Recently as we were watching a movie at home my wife told me that the older I got the more I reminded of her of the main characters in one of my favorite movies “Grumpy Old Men” (she said I was the Walter Matthau character). Even though I was a bit surprised, I can’t really say that I disagree with her. She then asked me to name five things that I really liked to do – to make it easier she told me the list could not include people or family – apparently making lists of answers to obscure questions is the new version of board games, you see them all the time on social media so it must be a “big thing” or else people are really bored. After I thought about it and made my list, I was not surprised that all of my “things” involved being outdoors or in nature. One of the things believe it or not that made my list was watching fire flies on a summer evening.
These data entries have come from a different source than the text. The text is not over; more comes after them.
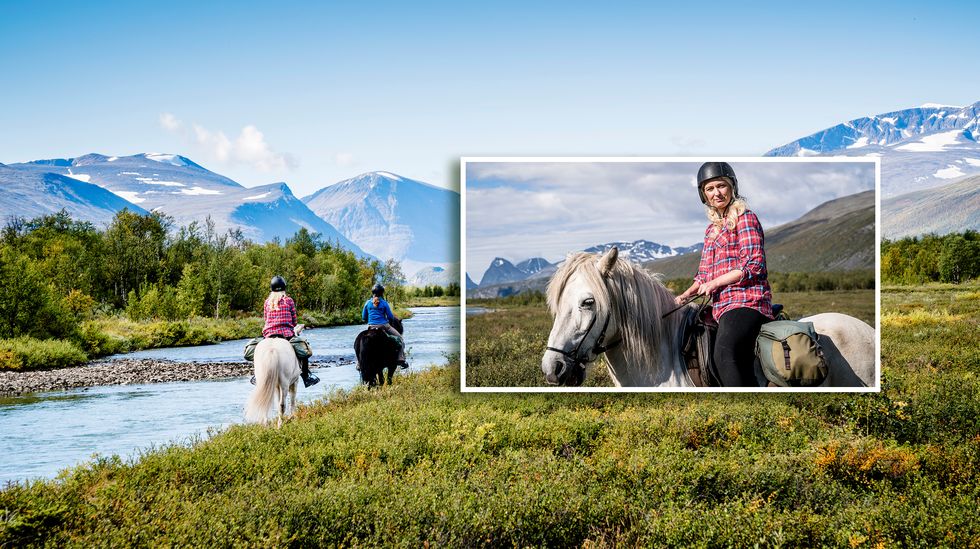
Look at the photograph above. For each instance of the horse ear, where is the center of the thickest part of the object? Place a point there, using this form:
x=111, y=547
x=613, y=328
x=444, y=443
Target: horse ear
x=607, y=261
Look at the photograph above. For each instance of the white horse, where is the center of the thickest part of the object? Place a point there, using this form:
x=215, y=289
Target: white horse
x=277, y=372
x=606, y=305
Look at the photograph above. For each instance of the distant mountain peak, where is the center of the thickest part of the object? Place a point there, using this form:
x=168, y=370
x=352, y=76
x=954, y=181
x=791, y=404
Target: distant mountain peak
x=392, y=216
x=172, y=159
x=388, y=175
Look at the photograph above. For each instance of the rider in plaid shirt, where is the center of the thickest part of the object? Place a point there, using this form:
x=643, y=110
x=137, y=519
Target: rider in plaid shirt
x=733, y=273
x=280, y=320
x=737, y=249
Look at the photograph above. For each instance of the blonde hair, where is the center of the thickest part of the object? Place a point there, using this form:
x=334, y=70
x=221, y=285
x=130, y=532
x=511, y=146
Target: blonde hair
x=736, y=208
x=274, y=298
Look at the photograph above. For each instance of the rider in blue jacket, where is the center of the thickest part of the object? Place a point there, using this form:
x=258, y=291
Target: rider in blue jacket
x=377, y=313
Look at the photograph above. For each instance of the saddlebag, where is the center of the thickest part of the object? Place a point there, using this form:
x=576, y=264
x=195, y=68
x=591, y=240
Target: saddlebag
x=790, y=355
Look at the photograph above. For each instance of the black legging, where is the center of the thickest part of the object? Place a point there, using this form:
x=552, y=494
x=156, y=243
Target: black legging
x=735, y=346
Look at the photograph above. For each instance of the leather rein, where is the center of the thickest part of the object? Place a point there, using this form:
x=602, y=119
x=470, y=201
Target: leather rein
x=595, y=351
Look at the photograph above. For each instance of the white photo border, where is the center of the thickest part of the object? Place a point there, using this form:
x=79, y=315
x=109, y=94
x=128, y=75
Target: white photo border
x=466, y=160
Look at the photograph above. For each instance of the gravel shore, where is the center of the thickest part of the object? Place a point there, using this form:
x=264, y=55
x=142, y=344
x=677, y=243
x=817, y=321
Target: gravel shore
x=126, y=372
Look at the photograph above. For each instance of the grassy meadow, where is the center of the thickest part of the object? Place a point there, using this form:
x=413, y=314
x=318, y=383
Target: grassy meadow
x=420, y=464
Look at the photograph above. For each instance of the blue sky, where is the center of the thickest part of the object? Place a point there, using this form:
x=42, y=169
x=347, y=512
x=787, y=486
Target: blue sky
x=311, y=94
x=523, y=209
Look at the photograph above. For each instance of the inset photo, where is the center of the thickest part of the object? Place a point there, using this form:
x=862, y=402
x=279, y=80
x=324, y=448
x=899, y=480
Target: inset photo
x=670, y=274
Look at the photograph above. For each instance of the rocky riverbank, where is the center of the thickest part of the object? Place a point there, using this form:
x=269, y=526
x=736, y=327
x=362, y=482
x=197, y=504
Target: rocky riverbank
x=126, y=372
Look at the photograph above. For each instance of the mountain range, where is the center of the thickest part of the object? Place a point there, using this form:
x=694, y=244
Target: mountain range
x=927, y=153
x=392, y=216
x=376, y=215
x=836, y=235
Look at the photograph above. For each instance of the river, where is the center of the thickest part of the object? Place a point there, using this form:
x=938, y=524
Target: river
x=44, y=433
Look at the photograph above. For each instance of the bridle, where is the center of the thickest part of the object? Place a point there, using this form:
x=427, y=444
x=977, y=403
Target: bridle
x=596, y=350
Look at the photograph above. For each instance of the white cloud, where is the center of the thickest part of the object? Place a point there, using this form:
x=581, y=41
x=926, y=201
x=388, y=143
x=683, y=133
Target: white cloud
x=249, y=148
x=169, y=122
x=343, y=159
x=523, y=209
Just this week I saw a couple fireflies in our backyard (a little early but I enjoyed them anyway) I can remember spending many evenings as a kid catching fire flies (or lightning bugs as they are frequently called here in the South) in glass jars with holes poked in the lid to give them air. Growing up on a rural farm, there were many places to catch fire flies, enjoy them for a little while then release them back into nature. Hey, I didn’t have a cell phone, video games, or even a color tv set for that matter, so what else was there to do.
Whether you call them fire flies or lightning bugs most people are surprised to find out that the common names that we call them are very misleading. They are neither flies nor are they true bugs. They are instead actually members of the very large group of insects called beetles. There are as many as 200 different species of lightning beetles found here in the United States.
The flashing light that they produce is really nothing short of amazing. It is a chemical light produced by their bodies which is a cold light and produces virtually no heat. The process by which fire flies produce their distinctive flashing light is called bioluminescence. More than 90 percent of the energy produced by the lightning beetle’s flashing light is turned into light not heat. By comparison a standard light bulb’s energy is about 10 percent light and 90 percent heat. If a lightning bug were a light bulb, they would burn themselves up!
They don’t produce light without a good reason or just for entertainment. Each species has a distinctive light color and flashing pattern that is unique to that species of lightning bug. This allows fireflies to identify others of their species and to attract mates for reproduction.
One very commonly found species in most summertime backyards is Photinus pyralis (for my Latin speaking friends – don’t worry I had to look it up too) commonly called the “Big Dipper” lightning bug. The males fly about three feet off the ground beginning at dusk. About every five seconds or so he produces a one second long flash while flying in a “J” pattern. The female who sits on low growing vegetation until she sees a “suitable partner” that she likes then waits two seconds and makes a return half second flash of light. Firefly communication is complicated this way and each species has their own rituals – funny it used to be more simple back in the day to get a date using the then state of the art technology (the landline phone with a private line instead of the old party lines that I grew up with).
Most fireflies are very habitat specific, utilizing woodlands, marshes, meadows (I think my backyard counts as a meadow due to the fact that there is little actual grass but plenty of weeds) and other such places as a home. They can take a year or longer to develop from an egg into the adult firefly that we enjoy watching; however, they spend most of this time as larvae under ground. Here is another great and very cool fact about fireflies. They are actually very beneficial insects, and their larvae feed on such things as snails, slugs, worms, and caterpillars including the dreaded cutworms which seem to plague our Southern vegetable gardens. Most of us have never seen a firefly larvae (although they are very common) which look like small elongated sickle-shaped scaly critters that look prehistoric or even “dinosaurish”.
The normally passive and nonthreatening fireflies have developed a very sneaky defense against predators. There bodies produce a chemical called lucibufagin which in very large concentrated doses can be very toxic but in small doses produced by fireflies simply leaves them very distasteful to anything which might want to eat them including birds, toads, lizzards, and other insect predators. Birds and other predators have very quickly learned to avoid them as a part of their diet – just like I avoid celery!
They are beneficial to humans in other ways as well. Two fairly rare chemicals (luciferin and luciferase) produced in their bodies have been used to research and help develop treatments for such diseases as certain cancers, multiple sclerosis, cystic fibrosis, and even heart disease.
This is a personal opinion, but I really believe that the world we live in would be a much better and happier place if instead of gluing ourselves to the tv screen, tinkering around with our cell phones and video games, or else just devising ways and various reasons to not like each other; we would just spend a little time with our kids and grandkids watching and learning from our firefly friends.